HDFS, Hadoop Distributed File System, is a Java-based filesystem for storing large volumes of data in the Hadoop framework.
When we are thinking of dealing with enormous amounts of data, the first thing that comes to our mind is where do we store this data and how do we store it. We know that every single bit of data is important and analysis on the historical data can lead to some amazing insights on target audience and their behavior. Hence, it is essential that the big data solution or framework that we are using has a storage system that is fault-tolerant, scalable and cost efficient. And, HDFS is just what we need!
- HDFS is highly scalable. It has demonstrated production scalability of up to 200 PB of storage and a single cluster of 4500 servers, supporting close to a billion files and blocks.

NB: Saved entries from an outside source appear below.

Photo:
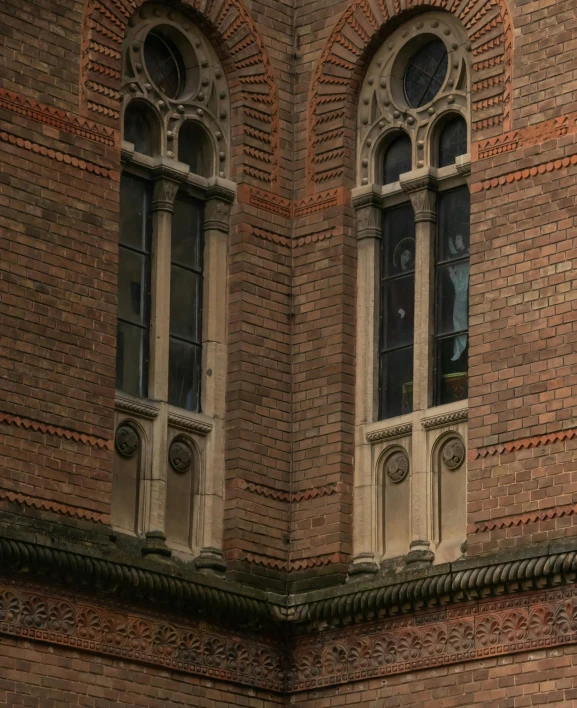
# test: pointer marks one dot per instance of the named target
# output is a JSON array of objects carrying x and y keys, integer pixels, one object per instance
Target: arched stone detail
[
  {"x": 254, "y": 92},
  {"x": 339, "y": 72}
]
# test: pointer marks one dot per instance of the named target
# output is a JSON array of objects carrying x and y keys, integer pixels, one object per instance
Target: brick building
[{"x": 287, "y": 342}]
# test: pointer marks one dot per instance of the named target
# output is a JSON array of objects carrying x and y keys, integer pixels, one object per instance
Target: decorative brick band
[
  {"x": 530, "y": 517},
  {"x": 291, "y": 497},
  {"x": 524, "y": 444},
  {"x": 47, "y": 429},
  {"x": 46, "y": 505},
  {"x": 519, "y": 175},
  {"x": 439, "y": 638},
  {"x": 62, "y": 120},
  {"x": 60, "y": 156}
]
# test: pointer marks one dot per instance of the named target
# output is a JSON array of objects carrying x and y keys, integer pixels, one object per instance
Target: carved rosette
[
  {"x": 397, "y": 466},
  {"x": 126, "y": 441},
  {"x": 453, "y": 454},
  {"x": 180, "y": 456}
]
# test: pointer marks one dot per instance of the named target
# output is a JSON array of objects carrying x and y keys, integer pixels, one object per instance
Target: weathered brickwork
[{"x": 293, "y": 69}]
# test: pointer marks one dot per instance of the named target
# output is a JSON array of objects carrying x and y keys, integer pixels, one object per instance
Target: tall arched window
[
  {"x": 413, "y": 214},
  {"x": 173, "y": 223}
]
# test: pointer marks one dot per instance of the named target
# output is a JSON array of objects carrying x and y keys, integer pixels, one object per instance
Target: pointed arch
[
  {"x": 253, "y": 86},
  {"x": 338, "y": 74}
]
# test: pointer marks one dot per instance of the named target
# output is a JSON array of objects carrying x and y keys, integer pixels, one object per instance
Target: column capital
[
  {"x": 368, "y": 204},
  {"x": 421, "y": 187}
]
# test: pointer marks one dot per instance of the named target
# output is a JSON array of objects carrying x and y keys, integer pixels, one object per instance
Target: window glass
[
  {"x": 133, "y": 286},
  {"x": 397, "y": 312},
  {"x": 452, "y": 295},
  {"x": 141, "y": 128},
  {"x": 452, "y": 141},
  {"x": 185, "y": 349},
  {"x": 425, "y": 73},
  {"x": 398, "y": 158}
]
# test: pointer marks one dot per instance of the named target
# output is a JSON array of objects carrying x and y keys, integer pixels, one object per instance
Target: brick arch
[
  {"x": 338, "y": 75},
  {"x": 228, "y": 25}
]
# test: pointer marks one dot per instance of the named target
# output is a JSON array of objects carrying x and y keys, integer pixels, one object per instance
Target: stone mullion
[
  {"x": 421, "y": 189},
  {"x": 154, "y": 484},
  {"x": 366, "y": 546}
]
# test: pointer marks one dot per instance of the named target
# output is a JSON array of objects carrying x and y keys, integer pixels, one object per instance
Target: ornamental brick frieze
[
  {"x": 79, "y": 622},
  {"x": 440, "y": 638}
]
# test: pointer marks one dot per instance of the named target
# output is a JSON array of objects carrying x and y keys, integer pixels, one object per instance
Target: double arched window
[
  {"x": 413, "y": 211},
  {"x": 171, "y": 345}
]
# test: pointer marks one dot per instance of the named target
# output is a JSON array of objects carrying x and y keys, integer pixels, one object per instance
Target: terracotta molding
[
  {"x": 192, "y": 647},
  {"x": 292, "y": 565},
  {"x": 46, "y": 505},
  {"x": 292, "y": 497},
  {"x": 104, "y": 24},
  {"x": 518, "y": 175},
  {"x": 47, "y": 429},
  {"x": 439, "y": 638},
  {"x": 334, "y": 85},
  {"x": 529, "y": 517},
  {"x": 55, "y": 118},
  {"x": 525, "y": 137},
  {"x": 525, "y": 443},
  {"x": 60, "y": 156}
]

When there is a need to scale the system, it can be easily done by just adding the required number of commodity servers to the existing architecture.

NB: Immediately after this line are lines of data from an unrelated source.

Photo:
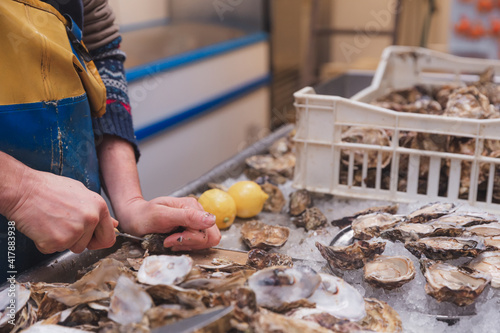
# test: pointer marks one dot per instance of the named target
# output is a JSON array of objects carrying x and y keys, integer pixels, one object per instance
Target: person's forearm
[
  {"x": 12, "y": 178},
  {"x": 119, "y": 172}
]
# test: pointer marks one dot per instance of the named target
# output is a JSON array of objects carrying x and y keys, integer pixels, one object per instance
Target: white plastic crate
[{"x": 321, "y": 120}]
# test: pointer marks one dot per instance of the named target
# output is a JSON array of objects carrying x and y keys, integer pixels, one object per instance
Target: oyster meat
[
  {"x": 371, "y": 225},
  {"x": 448, "y": 283},
  {"x": 165, "y": 270},
  {"x": 129, "y": 302},
  {"x": 311, "y": 219},
  {"x": 281, "y": 288},
  {"x": 488, "y": 263},
  {"x": 381, "y": 317},
  {"x": 444, "y": 248},
  {"x": 299, "y": 201},
  {"x": 261, "y": 259},
  {"x": 338, "y": 298},
  {"x": 430, "y": 212},
  {"x": 389, "y": 272},
  {"x": 264, "y": 236},
  {"x": 352, "y": 256}
]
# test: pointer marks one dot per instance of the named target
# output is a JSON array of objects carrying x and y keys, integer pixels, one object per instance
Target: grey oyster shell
[
  {"x": 352, "y": 256},
  {"x": 448, "y": 283},
  {"x": 389, "y": 272},
  {"x": 445, "y": 248},
  {"x": 257, "y": 234},
  {"x": 371, "y": 225},
  {"x": 282, "y": 288}
]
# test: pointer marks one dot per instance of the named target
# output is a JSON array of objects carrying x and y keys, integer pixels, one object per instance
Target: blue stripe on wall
[
  {"x": 149, "y": 131},
  {"x": 139, "y": 72}
]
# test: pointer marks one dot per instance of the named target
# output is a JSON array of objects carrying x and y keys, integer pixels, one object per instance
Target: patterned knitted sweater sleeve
[{"x": 109, "y": 60}]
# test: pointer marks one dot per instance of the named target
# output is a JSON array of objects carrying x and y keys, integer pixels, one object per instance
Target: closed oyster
[
  {"x": 485, "y": 230},
  {"x": 371, "y": 225},
  {"x": 381, "y": 317},
  {"x": 352, "y": 256},
  {"x": 338, "y": 298},
  {"x": 430, "y": 212},
  {"x": 448, "y": 283},
  {"x": 369, "y": 136},
  {"x": 347, "y": 220},
  {"x": 311, "y": 219},
  {"x": 264, "y": 236},
  {"x": 389, "y": 272},
  {"x": 164, "y": 269},
  {"x": 281, "y": 288},
  {"x": 299, "y": 201},
  {"x": 488, "y": 263},
  {"x": 276, "y": 200},
  {"x": 444, "y": 248},
  {"x": 261, "y": 259}
]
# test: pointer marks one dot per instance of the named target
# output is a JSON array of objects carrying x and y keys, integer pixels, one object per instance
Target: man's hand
[
  {"x": 164, "y": 214},
  {"x": 60, "y": 213}
]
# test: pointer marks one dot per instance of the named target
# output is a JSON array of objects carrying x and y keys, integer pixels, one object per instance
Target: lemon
[
  {"x": 220, "y": 204},
  {"x": 249, "y": 198}
]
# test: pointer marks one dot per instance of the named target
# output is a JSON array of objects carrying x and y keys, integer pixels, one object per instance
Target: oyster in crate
[
  {"x": 261, "y": 259},
  {"x": 488, "y": 263},
  {"x": 368, "y": 136},
  {"x": 448, "y": 283},
  {"x": 371, "y": 225},
  {"x": 164, "y": 270},
  {"x": 311, "y": 219},
  {"x": 430, "y": 212},
  {"x": 381, "y": 317},
  {"x": 264, "y": 236},
  {"x": 299, "y": 201},
  {"x": 389, "y": 272},
  {"x": 352, "y": 256},
  {"x": 281, "y": 288},
  {"x": 445, "y": 248}
]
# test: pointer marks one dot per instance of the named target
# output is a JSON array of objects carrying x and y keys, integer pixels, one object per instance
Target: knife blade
[{"x": 196, "y": 322}]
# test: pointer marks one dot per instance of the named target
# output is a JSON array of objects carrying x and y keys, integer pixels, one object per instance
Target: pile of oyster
[
  {"x": 436, "y": 234},
  {"x": 476, "y": 100},
  {"x": 132, "y": 291}
]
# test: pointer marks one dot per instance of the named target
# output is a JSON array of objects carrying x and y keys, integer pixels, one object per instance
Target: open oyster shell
[
  {"x": 282, "y": 288},
  {"x": 389, "y": 272},
  {"x": 430, "y": 212},
  {"x": 381, "y": 317},
  {"x": 260, "y": 235},
  {"x": 371, "y": 225},
  {"x": 352, "y": 256},
  {"x": 444, "y": 248},
  {"x": 488, "y": 263},
  {"x": 165, "y": 270},
  {"x": 448, "y": 283}
]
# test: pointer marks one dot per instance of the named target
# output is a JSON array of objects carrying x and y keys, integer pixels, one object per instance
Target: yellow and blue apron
[{"x": 49, "y": 88}]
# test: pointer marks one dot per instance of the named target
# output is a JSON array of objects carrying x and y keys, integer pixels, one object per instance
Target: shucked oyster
[
  {"x": 352, "y": 256},
  {"x": 165, "y": 270},
  {"x": 381, "y": 317},
  {"x": 282, "y": 288},
  {"x": 449, "y": 283},
  {"x": 264, "y": 236},
  {"x": 444, "y": 248},
  {"x": 371, "y": 225},
  {"x": 488, "y": 263},
  {"x": 389, "y": 272},
  {"x": 430, "y": 212},
  {"x": 299, "y": 201}
]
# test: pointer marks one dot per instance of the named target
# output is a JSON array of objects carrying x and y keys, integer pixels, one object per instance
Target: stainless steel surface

- HDFS runs on commodity hardware that makes it cost-efficient. Commodity servers are generally low in cost and thus are easy on pockets.
- Another important feature of HDFS is Rack Awareness. For example, HDFS block placement will use rack awareness for fault tolerance by placing one block replica on a different rack. This provides high data availability in the event of a network switch failure or partition within the cluster.
- Hadoop moves computation across nodes instead of data on HDFS. The computation or processing of a task is performed on the node where data is stored. Hence, it reduces network I/O and provides very high aggregate network bandwidth.
- It constantly and dynamically monitors the health of the file system and rebalances the data on different nodes.
- It supports Rollback to previous version (or upgrade) in case of failures, thus, making it fault-tolerant.
- It supports a backup or a standby NameNode which acts as a backup in the event of the failure of the primary NameNode. It provides redundancy and high availability, thus, making it fault-tolerant.
- HDFS requires minimal operator intervention, allowing a single operator to maintain a cluster of 1000s of nodes.
These are some of the amazing features of HDFS which make it an efficient data storage file system.